AK6 is a trilobate kimberlite consisting of a North, Centre and South Lobe. The
North and Centre lobes have similar geology, diamond content and diamond value
and contain an indicated resource of 11 million tonnes at a grade of 26 cpht and
a modeled diamond value of US$223 per carat. The South Lobe contains an
indicated resource of 40 million tonnes at a grade of 20 cpht and a modeled
diamond value of US$183 per carat. Reported resource grades and values are at a
1 mm bottom cutoff size. As previously reported by Lucara, the resource
estimated is NI 43-101 compliant and has been independently verified by MSA
Geoservices of Johannesburg. MSA's independent report was filed on SEDAR on
March 29, 2010.


PPM has been retained to complete the feasibility study to upgrade previous work
(also by PPM) to a confidence level to support project approval. The project
scope includes a revised mine plan, confirmation of process plant flowsheet and
design, confirmation of site and support infrastructure, engineering and cost
estimating to support capital and operating cost estimates, and the preparation
of the execution schedule.


In order to achieve the project schedule, key tasks will be initiated ahead of
full capital approval. An Early Works budget has been approved by Lucara's board
to bridge the gap between completion of the feasibility study and full capital
approval. This budget is focused on weather sensitive project tasks such as the
upgrading of the mine access road and completion of plant terracing before the
rainy season. Ongoing environmental and socio-economic activities which are
essential to project success will also be funded by this budget.

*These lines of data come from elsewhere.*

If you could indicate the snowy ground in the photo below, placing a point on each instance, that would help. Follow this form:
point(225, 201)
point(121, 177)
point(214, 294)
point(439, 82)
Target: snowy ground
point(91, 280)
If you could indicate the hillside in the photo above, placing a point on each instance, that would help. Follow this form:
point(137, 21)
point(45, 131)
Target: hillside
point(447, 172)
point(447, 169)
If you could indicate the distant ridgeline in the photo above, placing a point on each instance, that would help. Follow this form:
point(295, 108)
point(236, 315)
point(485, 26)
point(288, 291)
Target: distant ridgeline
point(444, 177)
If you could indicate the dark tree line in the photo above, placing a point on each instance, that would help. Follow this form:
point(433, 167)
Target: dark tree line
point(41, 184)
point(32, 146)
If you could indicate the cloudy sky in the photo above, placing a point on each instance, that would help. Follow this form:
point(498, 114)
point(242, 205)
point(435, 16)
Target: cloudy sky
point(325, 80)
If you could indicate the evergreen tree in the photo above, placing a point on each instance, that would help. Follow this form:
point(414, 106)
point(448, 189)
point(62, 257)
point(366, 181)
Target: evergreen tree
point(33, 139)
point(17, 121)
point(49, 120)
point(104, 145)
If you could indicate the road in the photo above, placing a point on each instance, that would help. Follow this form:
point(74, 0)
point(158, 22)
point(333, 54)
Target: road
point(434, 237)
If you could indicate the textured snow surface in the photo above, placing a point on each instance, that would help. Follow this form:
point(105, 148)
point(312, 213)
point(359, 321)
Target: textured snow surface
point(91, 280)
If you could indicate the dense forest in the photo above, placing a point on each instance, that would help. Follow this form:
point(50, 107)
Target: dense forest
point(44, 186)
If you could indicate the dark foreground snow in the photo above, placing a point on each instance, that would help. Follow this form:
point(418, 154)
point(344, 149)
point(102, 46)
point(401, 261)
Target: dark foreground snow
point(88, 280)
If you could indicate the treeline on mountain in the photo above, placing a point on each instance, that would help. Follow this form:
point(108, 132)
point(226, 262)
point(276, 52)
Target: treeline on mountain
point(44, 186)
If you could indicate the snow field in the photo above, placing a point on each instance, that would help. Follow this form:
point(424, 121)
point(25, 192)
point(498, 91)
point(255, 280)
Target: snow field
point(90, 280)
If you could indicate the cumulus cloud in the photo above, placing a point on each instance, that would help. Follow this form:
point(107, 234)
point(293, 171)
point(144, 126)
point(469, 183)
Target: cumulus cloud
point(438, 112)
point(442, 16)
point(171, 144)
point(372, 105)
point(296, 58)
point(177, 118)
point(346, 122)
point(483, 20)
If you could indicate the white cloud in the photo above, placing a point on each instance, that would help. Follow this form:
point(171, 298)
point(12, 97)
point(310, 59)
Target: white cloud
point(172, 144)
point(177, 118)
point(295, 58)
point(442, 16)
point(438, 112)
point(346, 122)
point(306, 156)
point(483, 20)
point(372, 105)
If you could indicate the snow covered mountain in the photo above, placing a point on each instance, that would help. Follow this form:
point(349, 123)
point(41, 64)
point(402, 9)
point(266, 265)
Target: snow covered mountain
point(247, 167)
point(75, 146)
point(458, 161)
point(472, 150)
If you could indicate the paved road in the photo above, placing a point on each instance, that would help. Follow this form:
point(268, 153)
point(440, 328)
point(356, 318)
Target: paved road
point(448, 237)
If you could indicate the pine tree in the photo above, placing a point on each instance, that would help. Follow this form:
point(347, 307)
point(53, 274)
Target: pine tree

The first of key personnel have been hired, including the General Manager,
required to guide the project through detailed engineering, construction and
commissioning. In line with the EIA, an Environmental and Community Liaison
Officer has also been hired which will enable consistency and continuity in
environmental and socio-economic programs throughout the mine life cycle.


The Feasibility Study considers a phased development. Phase 1 mining will
commence in 2011 at a production rate of 2.5 million tonnes per annum; Phase II
will commence in 2015 with production increasing to 4.0 million tonnes per annum
by the addition of a second mill circuit. The process design contemplates a
1.5mm bottom cutoff so as to optimize plant throughput and enhance project
economics. Open pit optimisation work has been conducted by Johannesburg based
ASG Consulting to determine open pit mine reserve, waste to ore stripping ratio,
pit depth and provisional mine life. Work on the feasibility study is well
advanced and is scheduled to be complete by the end of May. Details will be
released at that time.


In addition, Lucara announces that, effective immediately, Mr. William Lamb has
been appointed Chief Executive Officer of the Company replacing Mr. Lukas Lundin
who will remain Chairman of the Board.


The technical contents of this release have been reviewed and verified by Dr.
Larry Ott a professional geologist and Lucara's V.P. Exploration, and by Mr.
Anthony George, P. Eng., a mining engineer and Lucara's V.P. Development, both
of whom are Qualified Persons pursuant to NI 43-101.